But I have no idea by what standard they allow posts to go through. There is truly no sensible rhyme or reason to it that can be ascertained from post that I've written that they excluded and those that they do let through. I know you can't talk about how bad you think the Murray Calloway County Hospital sucks, particularly Primary Care. Sometime, I need to do a post documenting some of their more egregious offenses, but I will say that they should invest some time and money either in training or hiring their staff so that they won't be known as the meanest bitches in all of the broken health care system of the Commonwealth of Kentucky.

Anyway, I got to try out the new "If minimum wage increases go up, so do costs" spin on the immigration debate again. Since they probably won't post it, I thought I would publish it here.

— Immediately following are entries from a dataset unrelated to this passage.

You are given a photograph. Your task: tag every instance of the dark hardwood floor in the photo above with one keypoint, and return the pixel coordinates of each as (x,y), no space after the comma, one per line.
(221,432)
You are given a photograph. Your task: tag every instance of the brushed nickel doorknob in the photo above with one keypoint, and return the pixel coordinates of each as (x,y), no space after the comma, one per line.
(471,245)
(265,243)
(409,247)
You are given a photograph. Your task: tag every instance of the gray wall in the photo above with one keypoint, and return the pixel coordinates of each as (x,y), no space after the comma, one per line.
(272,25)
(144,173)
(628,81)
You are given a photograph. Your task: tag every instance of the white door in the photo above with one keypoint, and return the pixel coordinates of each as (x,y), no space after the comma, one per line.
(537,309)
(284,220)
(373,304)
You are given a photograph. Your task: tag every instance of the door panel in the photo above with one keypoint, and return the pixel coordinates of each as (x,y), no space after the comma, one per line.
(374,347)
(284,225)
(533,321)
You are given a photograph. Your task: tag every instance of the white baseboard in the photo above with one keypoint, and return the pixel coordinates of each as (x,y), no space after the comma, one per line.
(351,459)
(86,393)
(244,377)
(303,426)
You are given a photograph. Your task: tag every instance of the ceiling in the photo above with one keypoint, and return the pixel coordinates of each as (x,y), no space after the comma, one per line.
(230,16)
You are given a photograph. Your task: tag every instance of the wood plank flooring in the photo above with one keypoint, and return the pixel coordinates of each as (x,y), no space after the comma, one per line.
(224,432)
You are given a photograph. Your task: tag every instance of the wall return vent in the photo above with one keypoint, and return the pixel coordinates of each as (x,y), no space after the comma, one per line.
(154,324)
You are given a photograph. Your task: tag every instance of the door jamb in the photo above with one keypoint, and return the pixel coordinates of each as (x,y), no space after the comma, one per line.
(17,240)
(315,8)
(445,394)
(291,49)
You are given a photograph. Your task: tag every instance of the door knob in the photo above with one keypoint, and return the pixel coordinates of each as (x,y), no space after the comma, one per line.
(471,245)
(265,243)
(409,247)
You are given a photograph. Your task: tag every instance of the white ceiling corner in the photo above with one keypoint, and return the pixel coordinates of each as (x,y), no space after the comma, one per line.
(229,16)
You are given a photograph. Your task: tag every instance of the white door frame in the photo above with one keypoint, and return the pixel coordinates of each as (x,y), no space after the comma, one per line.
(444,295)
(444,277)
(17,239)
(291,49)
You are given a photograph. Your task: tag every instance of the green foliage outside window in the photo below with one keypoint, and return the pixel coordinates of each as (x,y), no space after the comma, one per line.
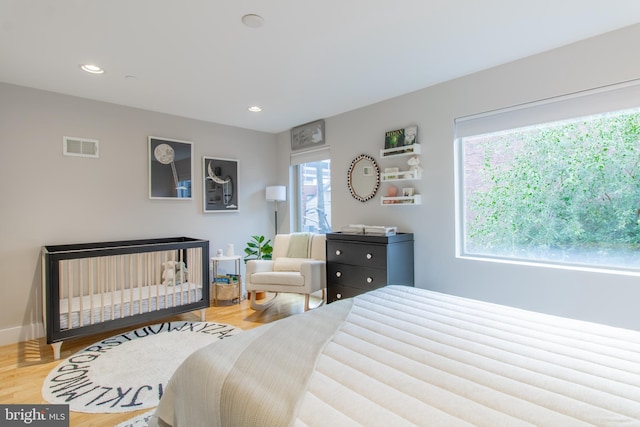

It was in response to a post by one "Socially Conscious", and here was there post in response to some previous pro-min-wage post:
"Sorry to insert my two cents here, but raising the minimum wage comes with its problems. First, if you're paying a guy more to make you a burger, you're going to pay more for the burger. The price of everything will increase, and then the guy making "more" minimum wage finds that he still can't afford anything. A higher education would go much further, and don't yell at me, I realize those obstacles. Second, if the guy is making "more" money, he is no longer eligible for social programs that benefit his/her family and children, such as WIC, food stamps, MediCaid, TANF, etc. So, just giving someone a dollar more an hour is not all that easy. It comes with its own price. I didn't learn that in my economics class . . . I learned it in my social work classes."

Here was my response:
Socially Conscious, as you point out, if the minimum wage goes up you might have to pay more for a burger. But what if we deported all of the illegal immigrants? Wouldn't that also cause the wages that companies pay to rise as well, thereby also increasing the cost of goods?

Maybe not the burgers you buy, but that dirt cheap chicken you get at the supermarket will certainly go up. The price of vegetables will go up. If the increase in the price of consumer goods is justification for not raising the minimum wage is it also justification for keeping illegal immigrants around, maybe even giving them amnesty so they can then pay taxes on the money earn or so we can recoup the expense of the social programs they utilize?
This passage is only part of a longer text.